Martindale-Hubbell`s Counsel to Counsel—Changing Role of Legal Counsel When Launching New Technologies

01.01.02
By Timothy B. Corcoran
Published in The Corporate Counsellor

This round table discussion was moderated by Deborah McMurray.

Corporate law departments assume responsibility for a wide range of matters to protect their company, but perhaps none of the aspects of the job is as demanding as overseeing the launch of new technologies. There are often high-stakes decisions to be made about intellectual property ownership, product development oversight and regulatory compliance requirements.

Martindale-Hubbell`s Counsel to Counsel series came to Atlanta recently for a wide-ranging discussion regarding how the role of legal counsel changes when it comes to the launching of new technologies and services. This forum was attended by senior corporate counsel from a number of Fortune 500 companies throughout the Southeast and was co-hosted by the law firms of Womble Carlyle Sandridge & Rice and Sutherland Asbill & Brennan.

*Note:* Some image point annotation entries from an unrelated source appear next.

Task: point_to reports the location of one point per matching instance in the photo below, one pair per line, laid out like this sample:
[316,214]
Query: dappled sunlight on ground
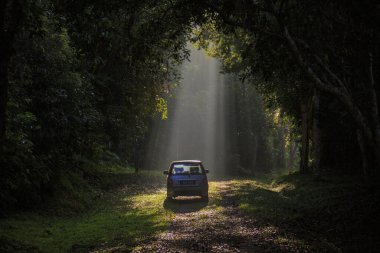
[221,229]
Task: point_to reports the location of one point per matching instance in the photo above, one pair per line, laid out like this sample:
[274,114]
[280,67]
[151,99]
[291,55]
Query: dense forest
[85,83]
[80,81]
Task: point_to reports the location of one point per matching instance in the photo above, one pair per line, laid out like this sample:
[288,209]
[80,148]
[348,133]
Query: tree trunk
[304,164]
[10,17]
[316,134]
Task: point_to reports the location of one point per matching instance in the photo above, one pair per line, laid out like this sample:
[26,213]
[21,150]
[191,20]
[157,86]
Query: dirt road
[217,228]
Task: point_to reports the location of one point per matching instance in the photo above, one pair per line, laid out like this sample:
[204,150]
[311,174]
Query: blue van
[187,178]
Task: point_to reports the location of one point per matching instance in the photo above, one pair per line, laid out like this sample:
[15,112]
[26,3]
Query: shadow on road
[185,204]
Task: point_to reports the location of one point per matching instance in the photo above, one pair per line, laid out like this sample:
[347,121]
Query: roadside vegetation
[330,214]
[128,209]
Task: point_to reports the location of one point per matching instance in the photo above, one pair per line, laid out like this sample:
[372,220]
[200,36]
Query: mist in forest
[195,128]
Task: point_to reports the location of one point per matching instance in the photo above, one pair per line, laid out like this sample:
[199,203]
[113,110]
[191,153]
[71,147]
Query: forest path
[219,227]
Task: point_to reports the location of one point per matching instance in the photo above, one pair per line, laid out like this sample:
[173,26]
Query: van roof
[187,161]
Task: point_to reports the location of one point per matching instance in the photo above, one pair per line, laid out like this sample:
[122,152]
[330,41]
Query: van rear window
[186,168]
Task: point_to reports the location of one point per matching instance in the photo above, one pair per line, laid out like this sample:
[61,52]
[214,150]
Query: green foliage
[126,217]
[340,212]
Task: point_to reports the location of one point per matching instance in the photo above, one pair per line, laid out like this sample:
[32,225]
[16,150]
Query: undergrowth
[110,215]
[332,213]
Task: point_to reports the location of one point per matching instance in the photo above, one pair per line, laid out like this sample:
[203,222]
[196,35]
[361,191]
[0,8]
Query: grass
[121,217]
[332,214]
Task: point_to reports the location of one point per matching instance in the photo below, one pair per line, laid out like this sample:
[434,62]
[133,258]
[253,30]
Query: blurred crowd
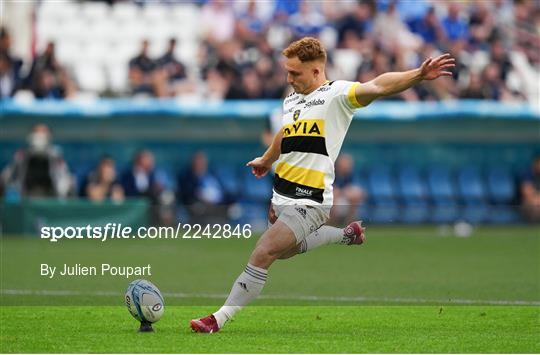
[496,44]
[202,193]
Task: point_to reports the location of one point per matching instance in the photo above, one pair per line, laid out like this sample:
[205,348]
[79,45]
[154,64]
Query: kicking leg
[352,234]
[274,242]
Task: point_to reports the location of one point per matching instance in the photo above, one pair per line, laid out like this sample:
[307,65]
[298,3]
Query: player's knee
[263,256]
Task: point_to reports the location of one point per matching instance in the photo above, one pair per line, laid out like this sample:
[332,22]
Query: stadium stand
[232,50]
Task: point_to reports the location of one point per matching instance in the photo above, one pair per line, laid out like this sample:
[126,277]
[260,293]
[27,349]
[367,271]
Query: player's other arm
[261,166]
[395,82]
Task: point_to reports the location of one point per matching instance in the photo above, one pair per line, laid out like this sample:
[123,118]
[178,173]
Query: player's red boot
[205,325]
[354,233]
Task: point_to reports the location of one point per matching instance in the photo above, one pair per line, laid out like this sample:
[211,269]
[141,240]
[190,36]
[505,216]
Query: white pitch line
[280,297]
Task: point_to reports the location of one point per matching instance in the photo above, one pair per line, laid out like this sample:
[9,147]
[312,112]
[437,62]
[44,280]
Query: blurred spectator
[47,78]
[102,183]
[140,179]
[526,33]
[250,26]
[174,71]
[286,7]
[232,43]
[308,21]
[348,195]
[481,25]
[474,89]
[10,66]
[39,170]
[530,192]
[354,26]
[201,191]
[144,77]
[250,87]
[454,26]
[428,27]
[9,80]
[217,21]
[393,34]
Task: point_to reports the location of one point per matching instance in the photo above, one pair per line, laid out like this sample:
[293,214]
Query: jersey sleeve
[345,94]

The exchange was candid and drew from the interaction of participants who work at companies in industries as diverse as telecommunications and manufacturing--including representatives from Aetna, BellSouth, Cox Interactive Media and Volvo Commercial Finance. There were a number of interesting findings from the forum, but perhaps the most intriguing observations focused on the way in-house counsel are handling their changing role when it comes to alliance management for purposes of launching new technologies and services.

The associate general counsel at BellSouth discussed how his company is pursuing more technology alliances and product/service bundling arrangements, rather than acquisitions or even joint ventures with other organizations. The general counsel at Cox Interactive Media observed that these sorts of "marketing alliances" historically had shelf lives of three to five years, but now are running at terms of just 12 months with 30-day exit clauses.

This is a significant change in the formality of corporate relationships, but in-house counsel should be careful to still apply structure to the legal process. For example, BellSouth applies M&A guidelines—including template agreements and checklists for deal negotiations--to their internal work flow. This includes the posting of various documents on the company`s intranet for all of the in-house and outside lawyers to access at any time.

The forum participants also engaged in a discussion about some of the complexities associated with marketing alliances when it comes to introducing new technologies. One of the challenging issues addressed was that of intellectual property considerations. In an acquisition, there are typically representations and warranties made and in a joint venture, the IP is owned by the joint venture itself; but if something new is created via an informal marketing alliance, who owns that intellectual property?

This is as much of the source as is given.